9e Journée Statistique et Informatique pour la Science des Données à Paris-Saclay

Centre de Conférences Marilyn et James Simons (Le Bois-Marie)

Centre de Conférences Marilyn et James Simons

Le Bois-Marie

35, route de Chartres CS 40001 91893 Bures-sur-Yvette Cedex

The aim of this workshop is to bring together mathematicians and computer scientists around some talks on recent results from statistics, machine learning, and more generally data science research. Various topics in machine learning, optimization, deep learning, optimal transport, inverse problems, statistics, and problems of scientific reproducibility will be presented. This workshop is particularly intended for doctoral and post-doctoral researchers.

Registration is free and open until March 27, 2024.

Invited speakers:
Stephan Clémençon (LTCI/Télécom Paris/Insitut Polytechnique de Paris)
Luca Ganassali (LMO/Université Paris-Saclay)
Marine Le Morvan (SODA/INRIA Saclay)
Erwan Le Pennec (CMAP/École polytechnique)
Gilles Stoltz (CNRS/LMO/Université Paris-Saclay)
Maria Vakalopoulou (MICS/Centralesupélec)

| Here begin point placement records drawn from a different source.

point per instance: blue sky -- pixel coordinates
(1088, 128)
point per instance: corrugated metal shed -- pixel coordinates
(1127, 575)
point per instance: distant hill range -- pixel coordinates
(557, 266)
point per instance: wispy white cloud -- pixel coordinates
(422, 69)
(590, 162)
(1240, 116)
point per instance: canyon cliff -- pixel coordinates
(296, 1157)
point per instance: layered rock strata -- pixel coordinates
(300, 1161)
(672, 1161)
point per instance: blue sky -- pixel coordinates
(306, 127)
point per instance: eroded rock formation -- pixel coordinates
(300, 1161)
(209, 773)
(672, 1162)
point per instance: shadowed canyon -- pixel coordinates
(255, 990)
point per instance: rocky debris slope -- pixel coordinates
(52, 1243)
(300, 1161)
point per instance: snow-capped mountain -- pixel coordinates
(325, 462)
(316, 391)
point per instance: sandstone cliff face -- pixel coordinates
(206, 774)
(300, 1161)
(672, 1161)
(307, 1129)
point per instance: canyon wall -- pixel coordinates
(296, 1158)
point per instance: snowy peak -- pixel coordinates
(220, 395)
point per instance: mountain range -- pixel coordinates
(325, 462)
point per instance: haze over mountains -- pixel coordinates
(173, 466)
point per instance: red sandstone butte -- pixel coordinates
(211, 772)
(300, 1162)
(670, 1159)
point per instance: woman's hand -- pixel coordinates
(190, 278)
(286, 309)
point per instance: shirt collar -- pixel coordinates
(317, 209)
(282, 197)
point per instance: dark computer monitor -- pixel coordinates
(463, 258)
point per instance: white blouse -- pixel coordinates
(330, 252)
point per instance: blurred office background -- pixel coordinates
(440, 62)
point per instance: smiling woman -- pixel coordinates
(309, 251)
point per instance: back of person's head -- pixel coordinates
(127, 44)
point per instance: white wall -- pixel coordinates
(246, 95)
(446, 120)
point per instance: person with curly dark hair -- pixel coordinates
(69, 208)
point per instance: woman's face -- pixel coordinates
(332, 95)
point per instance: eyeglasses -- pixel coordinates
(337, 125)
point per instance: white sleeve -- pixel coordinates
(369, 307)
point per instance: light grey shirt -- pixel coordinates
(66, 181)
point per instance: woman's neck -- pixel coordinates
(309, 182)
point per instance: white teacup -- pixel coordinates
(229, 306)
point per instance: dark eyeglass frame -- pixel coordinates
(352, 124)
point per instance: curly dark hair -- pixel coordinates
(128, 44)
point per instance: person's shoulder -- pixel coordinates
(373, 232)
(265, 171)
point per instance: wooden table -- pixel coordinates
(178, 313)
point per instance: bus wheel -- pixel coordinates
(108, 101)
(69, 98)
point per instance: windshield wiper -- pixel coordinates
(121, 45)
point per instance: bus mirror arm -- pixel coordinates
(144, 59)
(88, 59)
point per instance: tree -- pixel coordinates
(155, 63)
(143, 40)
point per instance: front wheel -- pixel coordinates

Evgenii Chzhen (Laboratoire de Mathématiques d'Orsay, Université Paris-Saclay)
Florence Tupin (LTCI/Télécom Paris)

Cécile Gourgues
    • 9:30 AM 10:00 AM
      Café d'accueil 30m
    • 10:00 AM 10:50 AM
      Reinforcement Learning, an Introduction and Some Results 50m

      Reinforcement Learning is the "art" of learning how to act in an environment that is only observed through interactions.
      In this talk, I will provide an introduction to this topic starting from the underlying probabilistic model, Markov Decision Process, describing how to learn a good policy (how to pick the actions) when this model is known and when it is unknown. I will stress the impact of the (required) parametrization of the solution, as well as the importance of understanding the inner engine (stochastic approximation).
      I will illustrate the variety of questions by describing briefly three different questions:
      - How to apply Reinforcement Learning to detect faster an issue during an ultrasound exam ?
      - How to solve faster an MDP using better approximation ?
      - How to make RL more robust while controlling its sample complexity ?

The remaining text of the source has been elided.